I have a leadership role in our local board and sometimes field calls from our members looking for advice. An agent called me recently to complain that his broker was requiring him to upload documents online and produce a fully electronic file for compliance purposes.
He had switched to that office because they had extremely low fees. He wanted an admin or staff member to create his electronic files so he could get paid, but he didn’t understand that his flat fee model didn’t cover that service.
There will always be agents looking for cheaper and cheaper places to hang a license. Some agents want and need an office staffed with a marketing center and transaction coordinators. Others will do just fine with an online-only model or one with limited services offered. But agents can’t have it both ways.
Brokers of all brands — independents and franchises — face this challenge. You have to prove your value to your agents to keep them at your office, and you must convince recruits that you have more to offer than the guy down the street. This is extremely hard to do with agents who are focused only on the monthly fee or split.

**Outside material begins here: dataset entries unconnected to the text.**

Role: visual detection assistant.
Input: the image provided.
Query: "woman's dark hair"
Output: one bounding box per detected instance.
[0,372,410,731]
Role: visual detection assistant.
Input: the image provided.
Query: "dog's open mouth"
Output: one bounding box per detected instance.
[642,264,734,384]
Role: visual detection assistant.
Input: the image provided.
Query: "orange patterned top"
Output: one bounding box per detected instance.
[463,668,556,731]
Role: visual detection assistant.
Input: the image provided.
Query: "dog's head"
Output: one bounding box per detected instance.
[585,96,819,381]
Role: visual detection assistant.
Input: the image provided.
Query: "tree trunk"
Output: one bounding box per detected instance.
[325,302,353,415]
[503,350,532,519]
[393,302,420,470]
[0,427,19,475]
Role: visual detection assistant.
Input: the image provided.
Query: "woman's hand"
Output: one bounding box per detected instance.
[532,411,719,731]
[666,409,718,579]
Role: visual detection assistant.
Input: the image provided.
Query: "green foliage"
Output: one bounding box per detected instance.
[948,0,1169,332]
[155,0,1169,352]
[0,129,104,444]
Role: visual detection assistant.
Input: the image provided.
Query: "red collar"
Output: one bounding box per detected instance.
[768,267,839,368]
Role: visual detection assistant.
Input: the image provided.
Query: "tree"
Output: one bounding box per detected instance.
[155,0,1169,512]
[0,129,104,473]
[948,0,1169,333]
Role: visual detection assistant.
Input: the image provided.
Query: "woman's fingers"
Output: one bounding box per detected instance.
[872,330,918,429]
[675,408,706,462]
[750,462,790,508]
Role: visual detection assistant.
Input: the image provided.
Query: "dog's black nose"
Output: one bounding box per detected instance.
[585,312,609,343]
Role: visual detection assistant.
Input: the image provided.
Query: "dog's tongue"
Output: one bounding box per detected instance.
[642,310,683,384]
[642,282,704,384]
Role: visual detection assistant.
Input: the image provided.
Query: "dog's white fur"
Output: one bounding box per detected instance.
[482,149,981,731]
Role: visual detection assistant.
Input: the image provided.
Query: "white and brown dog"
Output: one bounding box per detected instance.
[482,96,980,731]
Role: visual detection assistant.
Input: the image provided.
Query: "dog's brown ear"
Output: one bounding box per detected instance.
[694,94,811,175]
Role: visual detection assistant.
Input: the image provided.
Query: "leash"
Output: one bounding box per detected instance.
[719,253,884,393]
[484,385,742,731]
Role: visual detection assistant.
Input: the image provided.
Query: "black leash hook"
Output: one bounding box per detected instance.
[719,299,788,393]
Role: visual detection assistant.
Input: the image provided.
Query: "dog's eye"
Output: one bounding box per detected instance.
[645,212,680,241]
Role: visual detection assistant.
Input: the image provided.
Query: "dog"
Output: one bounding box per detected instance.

This always was a challenge, but as we move from 2020 into 2021, it became magnified. Agents are looking now at what they have made so far this year and calculating what they may be taking home for 2020. Some will leave the business at the end of the year. Some are looking to make a brokerage switch.
Now is the time to take inventory of your team. Run each agent’s 2020 numbers year to date. Where are they in respect to their goals? (You do know each agent’s goals, right?) Whose numbers are off, and how much? What is going on in your team?
I urge you to touch base with each and every agent to see how they’re feeling right now and how you can help them finish up the year on a positive note. Do you even know what’s going on with your agents’ work-life balance or home situation? We’re in such unfamiliar territory right now.
For example, look at your agents who have school-age children. How are they handling back to school? I’m in the middle of trying to hire a new admin staffer and keep running into people who are unemployed yet can’t come into the office because of child care issues. I’m watching my agents juggle home-schooling and hybrid school arrangements and closings. Everyone is stressed.
Life is so complex right now. If you want to keep your team intact — let alone grow it in numbers — you need to keep your finger on the pulse of what’s going on. The fourth quarter is coming up quickly, and typically, brokers hit the recruitment circuit right about now.
Before you do that, take a long hard look at your own operation. Make sure your own house is in order and that you’re taking care of your staff and agents.